Amazon Web Services Supercomputer configuration, 880 Servers

AWS announced their supercomputer configuration with Amazon’s James Hamilton posting on the configuration.

The cc1.4xlarge instance specification:

· 23GB of 1333MHz DDR3 Registered ECC

· 64GB/s main memory bandwidth

· 2 x Intel Xeon X5570 (quad-core Nehalem)

· 2 x 845GB 7200RPM HDDs

· 10Gbps Ethernet Network Interface

The AWS supercomputer configuration is 7040 cores.  At 4 cores per processor and 2 processors per server you get 880 servers (nodes) in the compute environment. 

If you assume assume about 350 watts/server you can get 300KW of power.  20 2U server per rack makes for 44 racks and 7KW per rack.  Sounds abut right.

Amazon is one of 4 self-made configurations.

image

10Ge is rare in many of supercomputer clusters, but AWS chose 10G Ethernet which may explain their self-made configuration.

image

But AWS was after a specific scenario like Hadoop.

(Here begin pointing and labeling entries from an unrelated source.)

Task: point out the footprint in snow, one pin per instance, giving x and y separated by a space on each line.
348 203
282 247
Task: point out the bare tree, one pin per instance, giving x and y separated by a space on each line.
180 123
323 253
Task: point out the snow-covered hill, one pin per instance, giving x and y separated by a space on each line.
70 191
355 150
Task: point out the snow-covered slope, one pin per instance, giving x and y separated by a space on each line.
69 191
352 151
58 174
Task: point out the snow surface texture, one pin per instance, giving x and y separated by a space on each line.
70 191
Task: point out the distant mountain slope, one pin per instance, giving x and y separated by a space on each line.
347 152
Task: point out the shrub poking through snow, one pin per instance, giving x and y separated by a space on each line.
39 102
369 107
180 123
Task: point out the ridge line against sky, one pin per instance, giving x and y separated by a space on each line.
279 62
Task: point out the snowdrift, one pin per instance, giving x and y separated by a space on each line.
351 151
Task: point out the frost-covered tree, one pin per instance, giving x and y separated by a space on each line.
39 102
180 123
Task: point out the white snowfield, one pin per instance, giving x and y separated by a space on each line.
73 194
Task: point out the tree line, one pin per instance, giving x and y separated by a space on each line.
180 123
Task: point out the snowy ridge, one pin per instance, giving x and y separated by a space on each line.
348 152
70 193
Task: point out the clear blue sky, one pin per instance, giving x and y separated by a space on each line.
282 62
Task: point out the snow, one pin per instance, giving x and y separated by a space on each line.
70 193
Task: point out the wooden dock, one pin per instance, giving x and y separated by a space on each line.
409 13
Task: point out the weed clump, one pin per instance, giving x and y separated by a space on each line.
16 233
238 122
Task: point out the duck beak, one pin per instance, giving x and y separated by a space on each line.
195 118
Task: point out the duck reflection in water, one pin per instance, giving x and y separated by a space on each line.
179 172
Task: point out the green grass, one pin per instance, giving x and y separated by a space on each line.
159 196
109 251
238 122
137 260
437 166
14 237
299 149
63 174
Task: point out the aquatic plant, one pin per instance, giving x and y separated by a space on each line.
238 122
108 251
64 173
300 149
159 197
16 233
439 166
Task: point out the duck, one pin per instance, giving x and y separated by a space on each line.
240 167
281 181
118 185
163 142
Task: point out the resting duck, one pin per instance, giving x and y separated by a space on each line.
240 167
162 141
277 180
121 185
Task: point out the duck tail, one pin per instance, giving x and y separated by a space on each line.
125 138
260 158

It’s this last point that I’m particularly excited about. The difference between just a bunch of servers in the cloud and a high performance cluster is the network. Bringing 10GigE direct to the host isn’t that common in the cloud but it’s not particularly remarkable. What is more noteworthy is it is a full bisection bandwidth network within the cluster. It is common industry practice tostatistically multiplex network traffic over an expensive network core with far less than full bisection bandwidth. Essentially, a gamble is made that not all servers in the cluster will transmit at full interface speed at the same time. For many workloads this actually is a good bet and one that can be safely made. For HPC workloads and other data intensive applications like Hadoop, it’s a poor assumption and leads to vast wasted compute resources waiting on a poor performing network.